On Monday night, June 6, 2022, Denver’s City Council passed a series of amendments to the municipal and zoning codes known as the “Expanding Housing Affordability” proposal. As covered in our February 2022 and November 2021 alerts, the proposal is the first in the state to take advantage of recent state legislation that superseded a prior Colorado Supreme Court decision prohibiting local governments from requiring rental housing developers to provide affordable units in new projects.

Since the version of the proposal unveiled in February, the requirements for both the number of units and level of affordability have increased following input from City Council and the Land Use and Transportation Infrastructure committee. Final affordability requirements, as well as updated linkage fees for non-residential development, are available in Denver’s two-page summary of the proposal.

For on-site compliance, developers are provided with two options: the first (“Option 1”) treats the area median income (AMI) threshold as a minimum for all required affordable units, while the second (“Option 2”) calculates the AMI threshold as an “effective average” of all affordable units on site. The final requirements vary depending on whether the project is located within a “high market area” or a “typical market area,” and while Denver has not formally set those boundaries yet, the distinction generally defers to land value relative to the rest of the city.
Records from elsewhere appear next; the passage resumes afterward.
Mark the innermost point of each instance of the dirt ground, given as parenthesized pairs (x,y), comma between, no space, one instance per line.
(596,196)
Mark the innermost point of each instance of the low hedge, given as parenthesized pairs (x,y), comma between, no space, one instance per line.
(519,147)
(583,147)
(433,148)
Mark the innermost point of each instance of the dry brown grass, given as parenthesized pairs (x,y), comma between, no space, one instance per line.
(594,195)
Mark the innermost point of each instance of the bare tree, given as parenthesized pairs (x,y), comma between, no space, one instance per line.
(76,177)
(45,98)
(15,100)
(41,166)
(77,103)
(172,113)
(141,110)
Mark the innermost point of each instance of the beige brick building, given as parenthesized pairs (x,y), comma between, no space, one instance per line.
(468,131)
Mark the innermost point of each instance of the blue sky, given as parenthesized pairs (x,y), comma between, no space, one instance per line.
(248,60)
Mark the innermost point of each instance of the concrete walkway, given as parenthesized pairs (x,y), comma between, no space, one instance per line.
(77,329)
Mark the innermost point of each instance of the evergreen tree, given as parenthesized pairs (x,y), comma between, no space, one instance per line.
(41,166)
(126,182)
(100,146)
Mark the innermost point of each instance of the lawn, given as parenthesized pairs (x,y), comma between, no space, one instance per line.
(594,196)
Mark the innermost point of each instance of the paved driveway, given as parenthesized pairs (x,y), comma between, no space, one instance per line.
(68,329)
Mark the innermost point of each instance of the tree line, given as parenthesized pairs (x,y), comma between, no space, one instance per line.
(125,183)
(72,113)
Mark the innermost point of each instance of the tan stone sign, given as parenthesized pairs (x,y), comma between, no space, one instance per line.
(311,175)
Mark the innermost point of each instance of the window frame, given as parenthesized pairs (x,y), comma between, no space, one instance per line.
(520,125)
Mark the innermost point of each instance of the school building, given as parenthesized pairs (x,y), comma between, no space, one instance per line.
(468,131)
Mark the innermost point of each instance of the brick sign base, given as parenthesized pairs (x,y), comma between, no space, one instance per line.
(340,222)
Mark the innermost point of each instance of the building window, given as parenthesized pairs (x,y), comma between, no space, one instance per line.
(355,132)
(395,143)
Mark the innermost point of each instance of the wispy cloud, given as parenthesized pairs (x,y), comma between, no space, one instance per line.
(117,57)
The ordinance also allows for developers to pay a fee-in-lieu of building affordable units, the amount of which ranges from $250,000 per required affordable unit (under Option 1) for small rental developments in typical market areas to $478,000 per required affordable unit (under Option 1) for for-sale developments in high market areas. The approved proposal also leaves the door open for negotiated agreements for alternative compliance, such as fewer affordable units at a greater depth of affordability. For example, a proposed seven-story project consisting of 100 rental units in a “typical” market area could choose to comply with the new requirements in any of the following ways:

  • Constructing eight affordable units restricted to 60% AMI;
  • Constructing 12 affordable units, of which six are restricted to 50% AMI and the other six are restricted to 90% AMI (or any other allocation that averages 70% AMI);
  • Paying a fee-in-lieu of $2,000,000 (eight required affordable units times $250,000 per unit); or
  • Negotiating an alternative agreement, for example to provide five affordable units restricted to 40% AMI, subject to the approval of City staff.

Bundled with the Expanding Housing Affordability proposal are several changes to the zoning code itself aimed at further encouraging the construction of affordable units by offering various types of incentives to provide “enhanced” compliance with the new structure. Like the baseline standard, the requirements for “enhanced” compliance vary depending on the location and type of residential construction, but generally require providing an additional two to three percent of affordable units at the current AMI level:

In the Suburban, Urban Edge, Urban, General Urban, and Urban Center contexts, incentives generally allow for an additional story of building height in a three-story district, two stories in a five-story district, four stories in eight- and twelve-story districts, and ten stories in twenty-story districts, for projects that provide “enhanced” onsite compliance (or, for nonresidential buildings, payment of two times the currently applicable linkage fee). A similar incentive structure applies in certain Industrial Mixed-Use districts as well.

Perhaps more notably, floor area ratio (FAR) premiums in many of the Downtown contexts have been revised as well. For example, in the Downtown Core district, which applies to much of downtown Denver, FAR premiums that formerly granted significant density bonuses for construction of market rate residential units have been eliminated, along with density bonuses for ground floor retail uses. These bonuses have been replaced with new premiums granted only for construction of “enhanced” affordable units (or, for nonresidential buildings, payment of two times the currently applicable linkage fee). A similar premium structure will apply in the zone districts applicable to the Golden Triangle and Arapahoe Square, although of those two, only the Arapahoe Square zone districts previously awarded bonuses for market rate residential units. While the overall cap on density will not change as a result of the Expanding Housing Affordability Act, developers will find those caps more difficult to reach without providing some measure of “enhanced” affordability.

Projects that provide “enhanced” affordability that are located proximate to public transit will be fully exempt from the City’s minimum parking requirements under the new regime, while those less proximate to transit will be eligible for reduced parking minimums.

Throughout the process, the proposal, and the approved ordinance, has included deadlines for projects to continue under the prior regulations—i.e., to be exempt from the approved proposal. For most commercial developments, projects must have submitted a concept plan by June 30, 2022, and have a final site development plan approved by August 30, 2023, although for projects subject to large development review or subdivision requirements, that later date is extended to December 31, 2023.The deadlines applicable to single and two-unit residential projects are shorter, with permits approved and issued by December 30, 2022.